Les politiques classiques d'aide internationale sont basées sur le modèle d'une aide d'état à état, schéma dans lequel le pays donateur fournit aide et assistance totales au pays destinataire. Une telle politique, que nous pourrions qualifier de providentielle, tue les initiatives locales; elle fige le pays destinataire dans une dépendance et un endettement sans issue. Ce dernier ne cherche plus de solutions par lui-même; il n'en a d'ailleurs plus la volonté puisqu'il est habitué à ce que ses problèmes soient résolus par le pays donateur-exportateur. Sur le long terme, ce processus fige les populations des pays destinataires dans une mentalité d'assisté et les persuade qu'ils n'ont pas la moindre ressource locale pour s'en sortir.

Il est évident qu'un tel schéma est néfaste pour chacune des parties. D'une part, le pays donateur-exportateur se situe dans un processus qui n'est pas celui de la réalité économique; il s'habitue à des marchés captifs et perd de sa compétitivité.

D'autre part, un tel assistanat ne peut qu'être négatif pour le pays destinataire, qui a besoin des solutions à long terme et non pas d'aide ponctuelle réparant les plaies ici et là. De nombreux exemples, principalement en Afrique, nous ont prouvé que cette sorte d'aide est inefficace et néfaste pour les deux parties. Il est donc indispensable de se tourner vers un autre concept d'aide internationale.

Les solutions prônées par l'A.I.P.E.O.

Le modèle prôné par l'AIPEO ne concerne plus une relation d'état à état mais une activité de développement économique entre plusieurs partenaires, à savoir une ou plusieurs entreprises privées et une ONG locale.

Pour que les entreprises trouvent leur compte dans une politique de développement international, cette activité doit être rentable et économiquement viable; l'entreprise, tout comme le pays destinataire (représenté par une ONG locale) doit en ressortir enrichie.

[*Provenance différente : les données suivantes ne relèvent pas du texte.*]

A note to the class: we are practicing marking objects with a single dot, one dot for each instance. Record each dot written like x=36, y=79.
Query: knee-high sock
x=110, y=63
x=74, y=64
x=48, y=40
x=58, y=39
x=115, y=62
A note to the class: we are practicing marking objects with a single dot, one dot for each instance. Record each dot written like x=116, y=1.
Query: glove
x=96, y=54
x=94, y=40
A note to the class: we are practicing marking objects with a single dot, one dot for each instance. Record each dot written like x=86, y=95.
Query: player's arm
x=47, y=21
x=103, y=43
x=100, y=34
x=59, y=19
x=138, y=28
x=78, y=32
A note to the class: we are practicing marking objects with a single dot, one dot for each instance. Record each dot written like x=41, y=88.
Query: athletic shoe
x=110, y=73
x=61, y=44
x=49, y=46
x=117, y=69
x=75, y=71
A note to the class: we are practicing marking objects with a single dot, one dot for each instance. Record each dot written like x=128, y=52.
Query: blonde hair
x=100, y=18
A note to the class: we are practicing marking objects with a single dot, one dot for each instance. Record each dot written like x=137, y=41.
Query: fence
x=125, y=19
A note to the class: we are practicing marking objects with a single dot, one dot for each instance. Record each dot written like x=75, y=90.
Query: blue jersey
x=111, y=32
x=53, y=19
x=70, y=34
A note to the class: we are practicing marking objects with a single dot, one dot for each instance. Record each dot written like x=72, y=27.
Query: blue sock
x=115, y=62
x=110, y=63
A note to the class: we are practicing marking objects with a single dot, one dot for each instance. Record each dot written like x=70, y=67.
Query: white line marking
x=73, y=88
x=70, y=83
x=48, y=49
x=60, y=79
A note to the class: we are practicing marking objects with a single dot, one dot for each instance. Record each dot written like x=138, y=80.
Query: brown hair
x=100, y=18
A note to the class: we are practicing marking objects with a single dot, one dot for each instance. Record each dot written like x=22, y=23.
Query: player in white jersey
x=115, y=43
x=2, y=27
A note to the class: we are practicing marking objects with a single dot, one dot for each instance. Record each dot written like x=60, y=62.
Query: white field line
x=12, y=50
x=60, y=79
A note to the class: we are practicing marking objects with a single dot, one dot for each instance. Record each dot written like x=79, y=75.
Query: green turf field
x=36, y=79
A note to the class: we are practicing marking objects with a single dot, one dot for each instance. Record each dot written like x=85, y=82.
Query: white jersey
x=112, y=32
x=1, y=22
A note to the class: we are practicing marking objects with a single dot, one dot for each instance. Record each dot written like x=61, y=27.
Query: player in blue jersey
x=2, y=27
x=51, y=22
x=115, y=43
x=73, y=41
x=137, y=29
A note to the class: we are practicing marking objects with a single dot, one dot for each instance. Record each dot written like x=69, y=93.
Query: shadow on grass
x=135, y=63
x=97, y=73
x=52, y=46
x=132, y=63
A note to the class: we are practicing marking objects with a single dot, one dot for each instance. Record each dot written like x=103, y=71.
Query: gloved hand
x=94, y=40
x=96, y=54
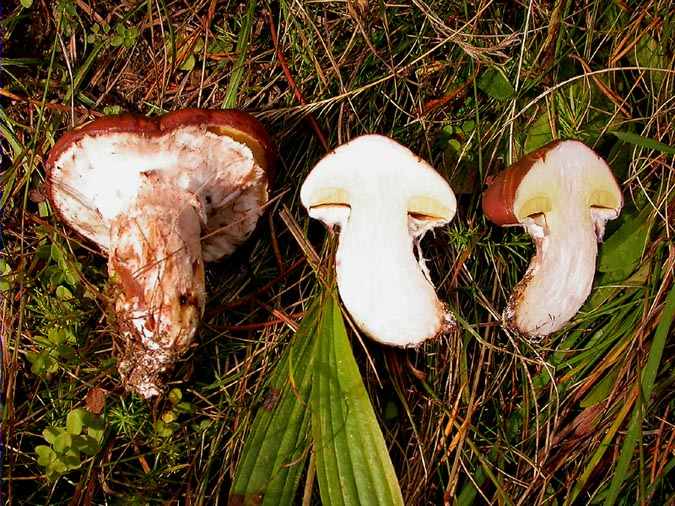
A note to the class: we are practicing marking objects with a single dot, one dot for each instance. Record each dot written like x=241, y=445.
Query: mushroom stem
x=156, y=263
x=383, y=285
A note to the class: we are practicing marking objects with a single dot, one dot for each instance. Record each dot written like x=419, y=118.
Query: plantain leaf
x=352, y=462
x=275, y=452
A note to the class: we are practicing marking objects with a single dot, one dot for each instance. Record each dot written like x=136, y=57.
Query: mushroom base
x=157, y=268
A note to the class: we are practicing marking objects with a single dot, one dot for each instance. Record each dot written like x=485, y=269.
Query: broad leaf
x=495, y=84
x=352, y=462
x=622, y=251
x=276, y=449
x=75, y=421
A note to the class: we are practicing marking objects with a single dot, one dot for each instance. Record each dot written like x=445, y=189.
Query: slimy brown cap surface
x=500, y=196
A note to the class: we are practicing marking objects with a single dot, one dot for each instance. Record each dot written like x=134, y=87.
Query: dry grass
x=480, y=416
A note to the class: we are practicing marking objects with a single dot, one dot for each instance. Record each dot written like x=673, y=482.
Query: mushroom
x=160, y=197
x=384, y=199
x=563, y=194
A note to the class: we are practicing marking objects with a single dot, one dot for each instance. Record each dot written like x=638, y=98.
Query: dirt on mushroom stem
x=156, y=262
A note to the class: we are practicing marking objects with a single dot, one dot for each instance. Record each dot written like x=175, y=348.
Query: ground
x=480, y=415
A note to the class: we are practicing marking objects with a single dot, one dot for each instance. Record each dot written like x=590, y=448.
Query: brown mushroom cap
x=563, y=194
x=64, y=189
x=238, y=125
x=500, y=195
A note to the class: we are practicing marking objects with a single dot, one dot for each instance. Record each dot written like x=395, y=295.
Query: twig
x=291, y=82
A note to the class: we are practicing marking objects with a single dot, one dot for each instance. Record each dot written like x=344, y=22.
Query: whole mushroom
x=384, y=199
x=563, y=194
x=160, y=197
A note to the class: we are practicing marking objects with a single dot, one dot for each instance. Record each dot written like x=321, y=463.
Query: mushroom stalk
x=145, y=190
x=372, y=279
x=156, y=262
x=563, y=194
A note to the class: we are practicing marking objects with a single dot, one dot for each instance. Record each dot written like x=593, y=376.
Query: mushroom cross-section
x=563, y=194
x=161, y=196
x=384, y=199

Le rôle premier de l'entreprise demeure avant tout de créer des richesses; elle ne peut donc sans cesse fournir une aide providentielle à des pays dans le besoin sans que cela produise des effets néfastes sur son équilibre économique.

Pour que cette aide soit utile au pays destinataire, elle doit lui permettre de devenir autonome et indépendant. Le pays en question doit pouvoir, à une certaine période, ne plus avoir besoin d'aide comme de l'assistance du Nord pour mener à bien sa mission.

Il s'agit donc d'une relation commerciale juridiquement reconnue entre deux partenaires égaux et responsables. Les deux parties conservent chacune leur rôle et leur spécificité tout en partageant des valeurs essentielles communes qui leur permettent de mener à bien la mission qu'elles se sont fixées.

La raison d'être de l'A.I.P.E.O.

C'est afin de promouvoir ce partenariat qu'à été fondée l'Association Internationale pour le Partenariat Entreprises-ONG, dont l'objet est de susciter, dans le monde entier, la coopération et les échanges en vue de concourir au développement économique et social.